An extensive program of “memorials of spirit in the creative works of arts and letters” was announced in connection with the 30th anniversary of the Warsaw Ghetto uprising by Josef Rosensaft of New York, president of the World Federation of the Bergen-Belsen Survivors. Centering about the 30th anniversary of the uprising, which will be commemorated April 19, the program of awards, publications and conferences throughout the world will involve an expenditure by the Bergen-Belsen Survivors Association of over a quarter of a million dollars. Twelve distinguished writers have been named as winners of two special Warsaw Ghetto Memorial Awards of $5000 each and 10 Remembrance Awards of $2500 each.

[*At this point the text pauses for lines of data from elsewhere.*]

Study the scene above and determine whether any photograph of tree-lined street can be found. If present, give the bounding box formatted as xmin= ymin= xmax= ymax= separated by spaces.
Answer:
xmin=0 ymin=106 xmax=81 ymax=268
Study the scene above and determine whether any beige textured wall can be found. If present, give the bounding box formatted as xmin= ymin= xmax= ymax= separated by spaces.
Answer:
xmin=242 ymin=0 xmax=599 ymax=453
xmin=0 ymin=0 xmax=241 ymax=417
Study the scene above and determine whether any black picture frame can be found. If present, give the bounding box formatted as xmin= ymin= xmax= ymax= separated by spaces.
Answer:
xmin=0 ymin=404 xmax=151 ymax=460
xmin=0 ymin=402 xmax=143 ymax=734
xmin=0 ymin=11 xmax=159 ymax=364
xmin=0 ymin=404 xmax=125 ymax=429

The two special Warsaw Ghetto Memorial Awards of $5000 each were given to Israel’s leading poet, Uri Zvi Greenberg, and to Dr. Jacob Robinson, an international jurist who is the outstanding historian of the holocaust. The 10 Remembrance, Awards of $2500 each for works of distinction in the literature of the holocaust were conferred upon two Americans, four Israelis, three Frenchmen and one Norwegian. The American winners are: Daniel Stern of New York, author of the novel, “Who Shall Live, Who Shall Die.” (English), and S. L. Shneiderman of New York, author of “When the Vistula Spoke Yiddish…,” (Yiddish)-dealing with the perished Jewish communities in central Poland.
A major undertaking, made possible by a grant from the Bergen-Belsen Federation, is the definitive comprehensive history of the Warsaw Ghetto uprising, now in preparation by a group of historians of the Institute of Contemporary Jewry of the Hebrew University in Jerusalem. This will be a companion study to a similar project on armed Jewish resistance against the Nazis recently completed.
An International Conference of Holocaust Studies of some eighty scholars and students will be held in Sept. 1974 at the University of London, jointly sponsored by the Institute of Contemporary Jewry and the Remembrance Award Committee. The conference will deal with philosophical and historical implications of the holocaust and the literature of the holocaust.